Büyük İslam âlimlerinden Seyyid Ahmet Mekki Efendi “rahmetullahi aleyh” hazretlerine, bir gün bazı gençler gelerek;
- Bid’at ehli olmak nedir efendim? diye sordular.
Cevap olarak;
- Bazı kimseler, Kur’an-ı kerimde ve hadis-i şeriflerde mânâları açık olmayan itikat bilgilerinde, yanlış tevil yaparak, yanlış mânâ çıkardıkları için, hak yoldan ayrılmışlardır ki, bunlara bid’at ehli denir, buyurdu.
Ve ilave etti:
- Halbuki, Peygamberimiz “aleyhisselam”; (Kur’an-ı kerimden kendi aklı ile, kendi düşüncesi ve bilgisi ile mânâ çıkaran kâfirdir) buyuruyor.
Ve tembih etti:
- Onun için namazdan, imandan haberi olmayanların, sırf para kazanmak için, piyasaya sürdükleri uydurma tefsirlerin, yaldızlı reklamlarına aldanmayınız, bunları almayınız ve okumayınız!
Neden ehl-i sünnet
Bir gün de sohbetinde;
- Kardeşlerim, Kur’an-ı kerimden ve hadis-i şeriflerden çıkarılan ilimler içinde, kıymetli ve doğru olanı, yalnız (Ehl-i sünnet) âlimlerinin anladıkları ve bildirdikleridir, buyurdu.
Sordular:
- Neden Ehl-i sünnet âlimleri efendim?
- Çünkü bu âlimler, bu ilimleri, Eshab-ı kiramdan öğrendi.
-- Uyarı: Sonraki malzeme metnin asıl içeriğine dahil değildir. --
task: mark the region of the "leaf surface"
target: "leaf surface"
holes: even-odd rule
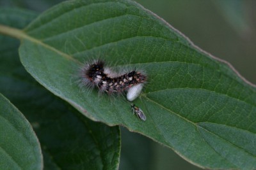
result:
[[[256,168],[255,86],[138,4],[67,1],[22,33],[20,55],[27,71],[86,117],[123,125],[204,168]],[[147,72],[148,82],[134,101],[147,121],[132,115],[122,96],[79,89],[77,69],[99,56],[110,67]],[[234,136],[223,135],[231,131]]]
[[[0,10],[0,22],[18,28],[26,26],[35,16],[28,11]],[[0,46],[0,92],[32,124],[42,148],[44,169],[116,169],[120,150],[119,128],[82,117],[35,81],[19,60],[18,40],[1,36],[0,43],[3,45]]]
[[[0,94],[0,169],[42,169],[40,143],[23,115]]]

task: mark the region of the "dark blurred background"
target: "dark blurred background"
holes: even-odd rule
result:
[[[256,1],[136,0],[196,46],[256,83]],[[200,169],[175,152],[122,129],[120,169]],[[131,149],[132,148],[133,149]]]
[[[0,6],[43,11],[61,0],[0,0]],[[256,83],[256,1],[137,0]],[[170,149],[122,128],[120,170],[200,169]]]

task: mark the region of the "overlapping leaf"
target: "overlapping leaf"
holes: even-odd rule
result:
[[[0,22],[22,28],[35,16],[30,11],[2,8]],[[0,92],[23,111],[33,125],[42,146],[44,169],[116,169],[120,149],[119,128],[109,127],[81,117],[76,110],[37,83],[19,61],[18,40],[1,36],[0,43],[3,45],[0,46]],[[15,120],[13,118],[12,121]],[[8,133],[8,127],[4,126],[3,124],[1,131]],[[15,133],[13,134],[14,136]],[[17,140],[12,138],[6,142],[12,146],[17,143]],[[14,150],[11,157],[28,164],[28,168],[22,168],[29,169],[29,164],[24,160],[35,157],[31,159],[30,162],[33,162],[36,157],[33,154],[24,157],[33,146],[23,145],[20,149],[24,152],[23,155]],[[10,167],[15,166],[5,159],[0,160]],[[0,169],[9,169],[3,167]],[[10,169],[14,169],[17,168]]]
[[[22,114],[0,94],[0,169],[42,169],[40,143]]]

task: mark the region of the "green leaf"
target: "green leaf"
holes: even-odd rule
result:
[[[91,119],[123,125],[204,168],[256,168],[255,87],[138,4],[67,1],[24,32],[0,32],[22,39],[22,62],[38,82]],[[147,73],[134,101],[147,121],[132,115],[122,96],[81,90],[73,78],[77,67],[99,56],[110,66]]]
[[[0,94],[0,169],[42,169],[38,139],[22,114]]]
[[[28,24],[28,16],[33,15],[30,11],[1,9],[0,22],[22,27]],[[20,22],[15,22],[17,19]],[[22,111],[33,126],[42,148],[44,169],[117,169],[119,128],[81,117],[36,83],[19,60],[19,41],[1,36],[0,43],[3,45],[0,46],[0,92]]]

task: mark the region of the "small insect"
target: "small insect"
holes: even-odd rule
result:
[[[132,104],[131,107],[132,108],[132,111],[134,114],[136,114],[138,117],[143,121],[147,120],[146,116],[144,115],[144,112],[139,107],[136,106],[135,104]]]

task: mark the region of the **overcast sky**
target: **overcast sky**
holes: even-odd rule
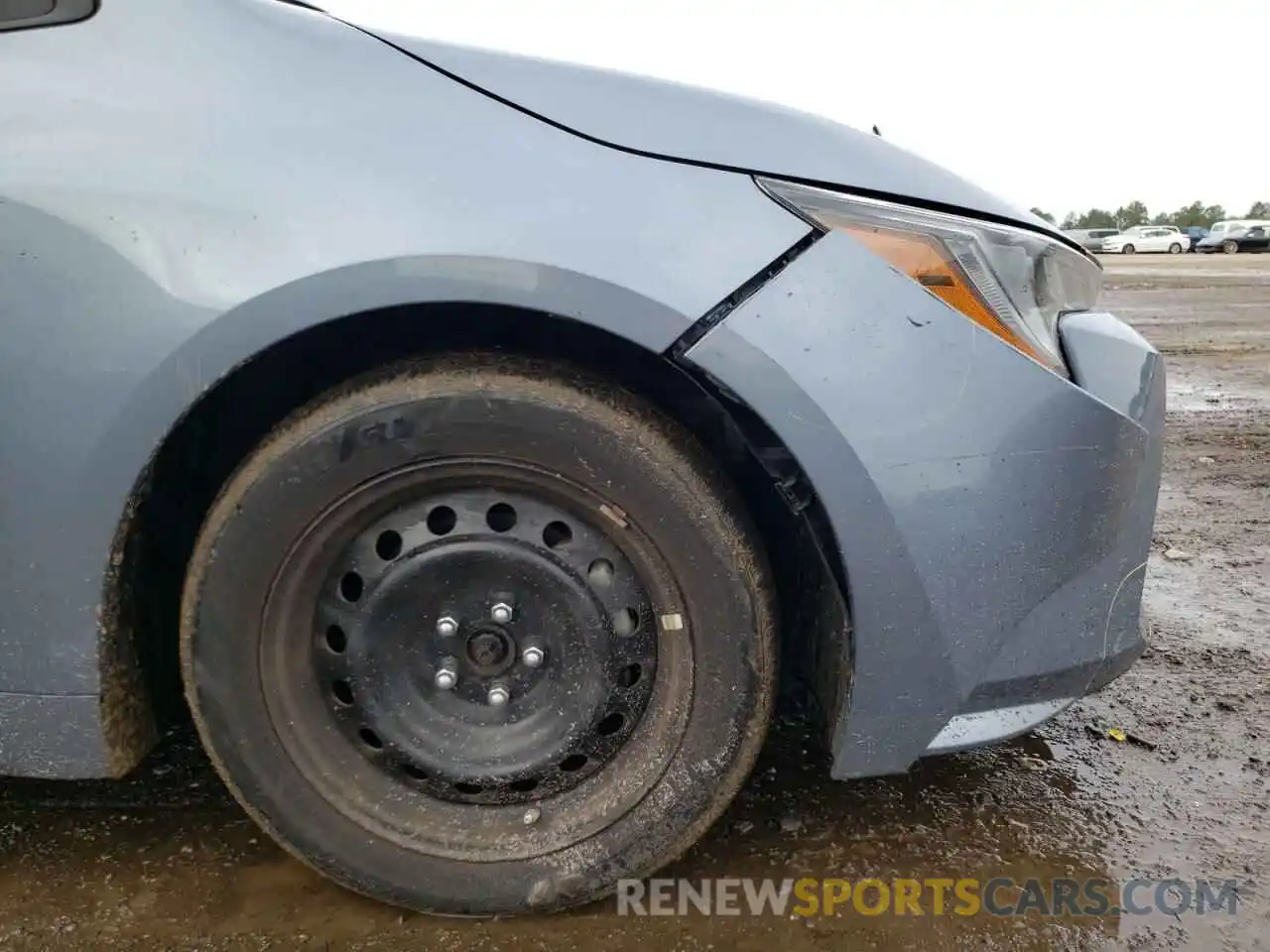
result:
[[[1267,0],[318,0],[785,103],[1062,217],[1270,201]]]

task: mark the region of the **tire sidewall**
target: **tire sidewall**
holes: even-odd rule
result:
[[[231,479],[192,560],[183,603],[187,691],[222,776],[302,859],[351,889],[413,909],[551,909],[592,899],[624,876],[648,875],[726,806],[770,716],[770,595],[738,510],[710,503],[719,498],[716,473],[685,433],[638,401],[544,383],[541,373],[415,368],[319,401]],[[291,542],[364,480],[460,446],[472,456],[528,457],[592,486],[657,541],[686,595],[672,611],[685,616],[683,633],[692,638],[693,689],[669,767],[611,826],[528,859],[465,863],[371,835],[307,784],[260,688],[268,638],[262,608]],[[541,809],[549,811],[550,801]]]

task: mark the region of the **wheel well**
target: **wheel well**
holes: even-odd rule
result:
[[[138,480],[123,533],[122,569],[108,597],[132,619],[103,656],[136,658],[161,725],[188,716],[178,626],[185,566],[221,486],[267,433],[333,386],[409,355],[495,349],[584,363],[687,426],[739,486],[777,571],[784,638],[782,697],[837,710],[847,637],[845,579],[819,503],[790,453],[723,388],[687,364],[564,317],[511,307],[428,305],[342,317],[287,338],[240,364],[178,421]],[[121,650],[123,647],[124,650]],[[110,649],[107,651],[105,649]],[[813,678],[812,671],[831,677]],[[845,673],[845,671],[843,671]]]

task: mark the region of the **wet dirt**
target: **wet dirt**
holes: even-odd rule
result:
[[[1038,734],[904,777],[828,781],[787,717],[665,875],[1231,878],[1234,915],[429,919],[283,854],[185,730],[119,783],[0,781],[0,948],[1270,948],[1270,255],[1104,260],[1107,307],[1168,358],[1148,652]]]

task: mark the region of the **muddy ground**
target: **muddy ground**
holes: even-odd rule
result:
[[[671,875],[1234,878],[1234,916],[428,919],[284,856],[187,732],[124,783],[0,781],[0,948],[1270,948],[1270,255],[1106,264],[1170,367],[1148,654],[1038,735],[900,778],[827,781],[787,721]]]

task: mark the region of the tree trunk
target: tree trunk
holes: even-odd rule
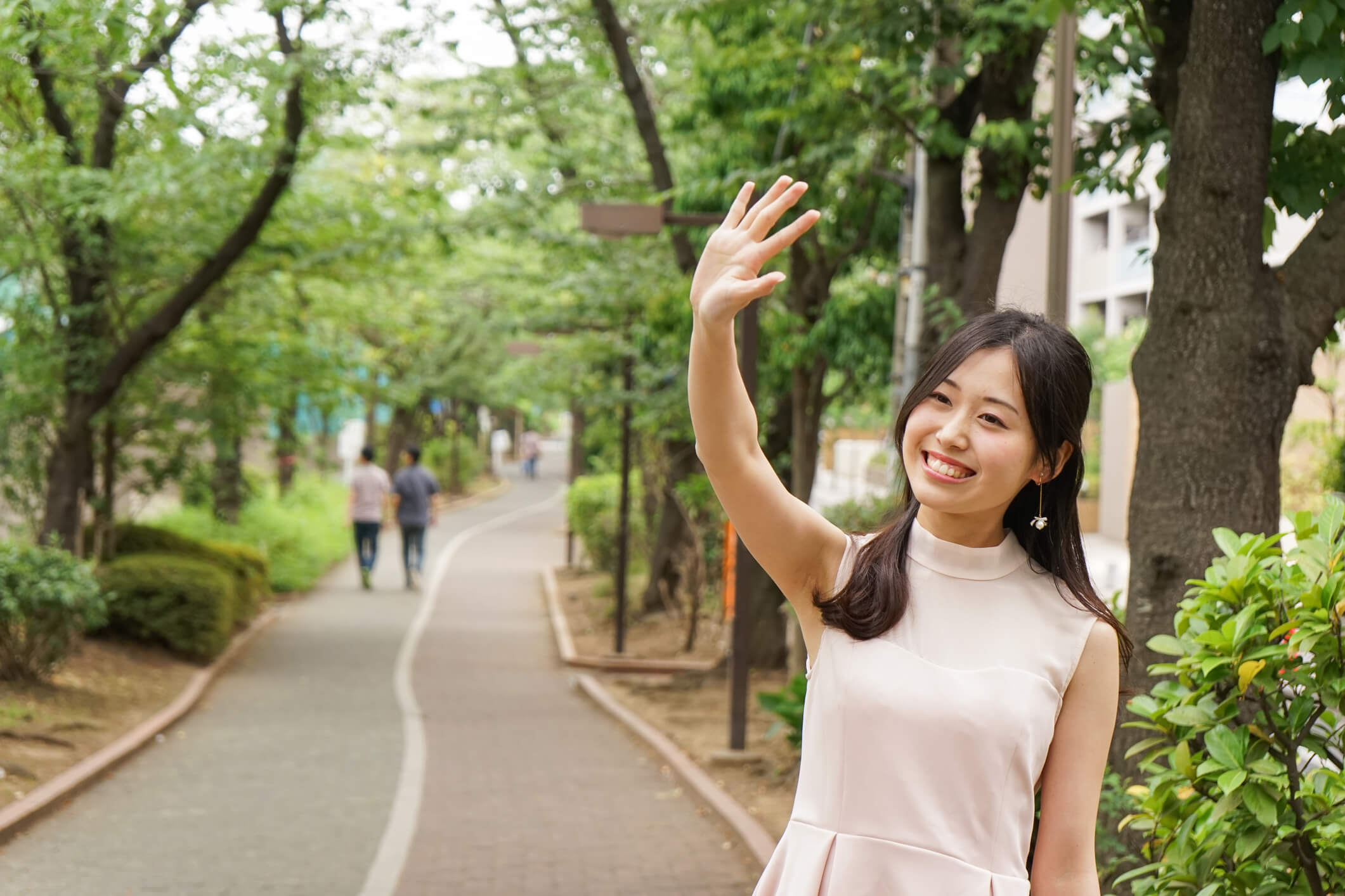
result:
[[[588,454],[584,451],[584,406],[570,399],[570,481],[588,473]]]
[[[378,373],[370,371],[369,391],[364,392],[364,445],[378,445]]]
[[[291,395],[284,407],[280,408],[280,415],[276,419],[276,429],[278,431],[276,438],[276,482],[281,497],[288,494],[291,486],[295,484],[295,467],[299,463],[297,418],[299,396]]]
[[[393,408],[393,419],[387,424],[387,457],[383,458],[383,469],[391,476],[402,465],[402,451],[414,438],[416,411],[409,407]]]
[[[1147,690],[1185,582],[1217,553],[1210,531],[1278,531],[1279,443],[1305,368],[1262,261],[1278,62],[1260,39],[1278,4],[1194,4],[1176,82],[1167,193],[1158,210],[1150,325],[1135,353],[1139,450],[1130,500],[1130,685]],[[1170,70],[1170,71],[1169,71]],[[1305,344],[1306,345],[1306,344]],[[1315,345],[1307,345],[1310,351]],[[1112,767],[1141,732],[1118,728]]]
[[[802,321],[799,339],[811,330],[831,298],[831,277],[835,269],[819,262],[795,243],[790,251],[790,310]],[[822,352],[795,364],[790,372],[790,493],[807,504],[812,494],[812,480],[818,466],[818,430],[827,396],[822,390],[830,365]],[[783,629],[781,629],[783,630]]]
[[[767,420],[765,441],[763,453],[775,466],[776,474],[785,482],[794,481],[794,402],[777,400],[776,411]],[[738,556],[738,563],[742,563]],[[775,586],[761,567],[755,560],[751,575],[756,580],[752,591],[752,649],[749,662],[761,669],[780,669],[784,665],[788,647],[784,642],[784,622],[780,615],[780,606],[784,603],[784,592]]]
[[[457,410],[459,410],[457,408],[457,399],[456,398],[448,399],[448,420],[449,420],[449,426],[448,426],[448,438],[449,438],[449,442],[448,442],[448,493],[449,494],[461,494],[463,493],[463,477],[461,477],[461,469],[463,469],[463,458],[461,458],[463,434],[460,431],[461,426],[457,422]]]
[[[331,410],[327,407],[317,408],[319,430],[317,430],[317,472],[325,476],[332,467],[332,415]]]
[[[215,519],[238,525],[243,508],[243,439],[238,434],[215,434],[215,472],[210,488]]]
[[[56,433],[47,458],[47,496],[42,517],[42,541],[55,533],[61,547],[75,551],[83,514],[83,484],[93,466],[93,427],[74,399],[66,400],[66,422]]]
[[[677,599],[682,591],[682,563],[685,551],[699,551],[682,512],[678,509],[672,489],[678,482],[695,473],[699,459],[695,457],[694,442],[668,442],[664,445],[668,459],[667,481],[663,484],[658,513],[658,537],[650,551],[650,583],[644,588],[644,613],[658,613],[663,609],[664,595]]]
[[[117,423],[112,414],[102,424],[100,451],[101,492],[94,504],[93,544],[89,556],[112,557],[117,552]]]

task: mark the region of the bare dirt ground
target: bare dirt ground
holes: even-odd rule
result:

Bunlar da, Resulullahtan öğrendiler.
Ve özetledi:
- Her sapık, her bid’at sahibi ve her cahil, tuttuğu yolun, Kur’an-ı kerime ve hadis-i şeriflere uygun olduğunu sanır ve iddia eder. Bu halde, Kur’an-ı kerimden ve hadis-i şeriflerden çıkarılan her mânâ, makbul ve muteber değildir.
En büyük nimet
Bu zat, bir gün sordu cemaatine:
- Nimetlerin en büyüğü nedir, biliyor musunuz?
- Bilmiyoruz, nedir efendim?
- Hakiki bir İslam âlimini tanımak ve onu sevmektir.
- Bu, neden büyük nimettir efendim?
- Çünkü onları seven ve sözlerini dinleyen, hem dünyada rahat eder, hem de ahirette.